Paragon Care Limited
Paragon Care Limited (ASX: PGC) caters to the Australian and New Zealand medical equipment devices and consumables market. The ageing demographics, constant upgradation in consumer expectations and coupled with resilient government spending augurs well for the company. The company has positioned itself as a provider of advanced technology solutions with a bent towards recurring revenue stream in acute ancillary care environments.
The company recently appointed Mr. Bruce Bian as a Non-Executive Director to its Board. Bruce holds a law degree from the Sydney University and has broad experience across multiple facets of practice including Chinese and Australian relations. He also has over 35 years of broad industry experience, with a strong understanding of market trends in the Asia Pacific region. With this appointment, the company board now comprises of six directors, five of whom are independent non-executive directors.
The company reported a 9% growth in its organic revenue in 1H19 which was approximately two times the overall market growth. The gross margin and EBITDA margin (for continuing business) for 1H19 was at ~38% and 12% respectively. The Company declared a fully franked dividend of 1.1 cent. The strong sales performance was a validation of the company’s focus in 2018 to strengthen sales leadership. The company has begun the migration to Microsoft D365 single platform to standardise systems and process across the group. Benefits of the same anticipated from 1 July 2019 and expected cost reduction of upwards of three million in FY20. PGC maintains a positive outlook for continuing business is expecting to generate $240mn of revenue and $28mn of EBITDA in FY19. The total health care spends stands at $190 billion in Australia and New Zealand. The addressable market opportunity for Paragon is at about $9 billion.
The company is currently focusing on transformation to accelerate the integration. To meet the target, the company has refreshed its Board and Senior leadership team, invested in systems, divested underperforming business and kept a focus on deep cost out program. The company has identified Devices, Diagnostics, Capital & consumables, and services as key sales and marketing verticals.
The shares of Paragon delivered a negative return of 38.89%, 25.42%, and 4.35% in the past six months, three months, and one month respectively. It last traded at $0.450, up by 2.27% on ASX (as on 12 April 2019) with a market capitalisation of $148.34 million.
Integral Diagnostics Limited
Integral Diagnostics Limited (ASX: IDX) is a Melbourne based leading medical imaging services provider across Australia and New Zealand.
Dr. Ian Kadish is the Managing Director of the company, and he joined the company in May 2017. Previously, he held roles in CSC Healthcare, Mckinsey and Company, Netcare a South Africa and UK hospital group. He has also served as CEO and MD of Healthcare Australia and CEO and MD of Pulse Health Group.
The company delivered a solid set of numbers in 1H19, witnessing growth. In comparison to its 1H18 numbers, the company reported: 23.2 % growth in operating revenue, 40.5% growth in operating EBITDA, 34.4% growth in operating NPAT and 25.6% growth in EPS. The company delivered an industry-leading EBITDA margin of 23.4% in 1H19 vs. 20.3% in1H18. This was possible due to the leveraging of the platform to drive cost efficiencies and revenue synergies. The company has also restructured its debt facilities. This has resulted in improved terms providing greater flexibility and lower cost of capital. It maintains a cash advance facility of $240 million and asset financing of $65 million.
In 1H19 company expanded its operations with the successful opening of facilities such as Miami Beach clinic, development of SJOG Hospital in Geelong, etc. Restructured radiologist remuneration and escrow arrangements, diversifying the radiologist shareholder base. On expenditure front, the company expects an additional cost in 2H19 due to radiologist recruitment. The normalised free cash flow conversion of 89.5%. The expected CapEx for FY19 is around $20 million. Replacement CapEx is around $12 million, and growth CapEx is around $8 million.
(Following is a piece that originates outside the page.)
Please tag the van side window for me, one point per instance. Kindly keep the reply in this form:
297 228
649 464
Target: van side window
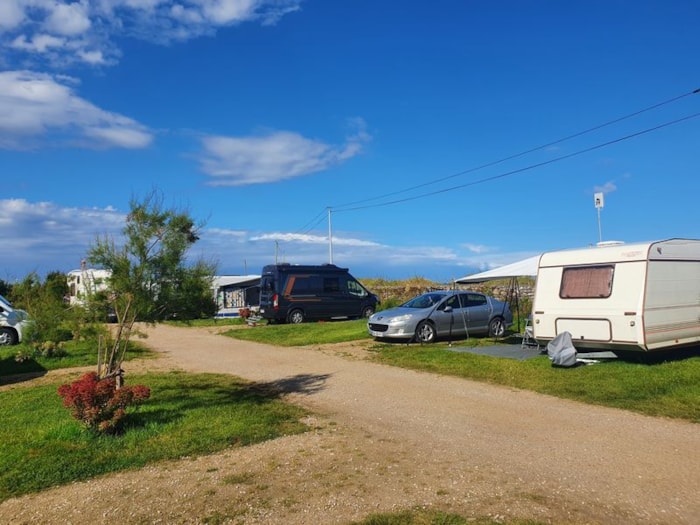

The Board has approved an on-market share buy-back of ordinary shares, which was scheduled to commence on 8th March 2019 and to end 12 months from the date of the announcement.
The IDX shares have delivered a positive return of 11.38 percent in the last year. It has delivered a return of 1.11 percent, 9.16 percent, and 3.40 percent in the past six months, three months, and one-month respectively. It last traded at $2.720 (As on 12 April 2019), down 0.73% from its previous close, with a market capitalisation of $430.36 million.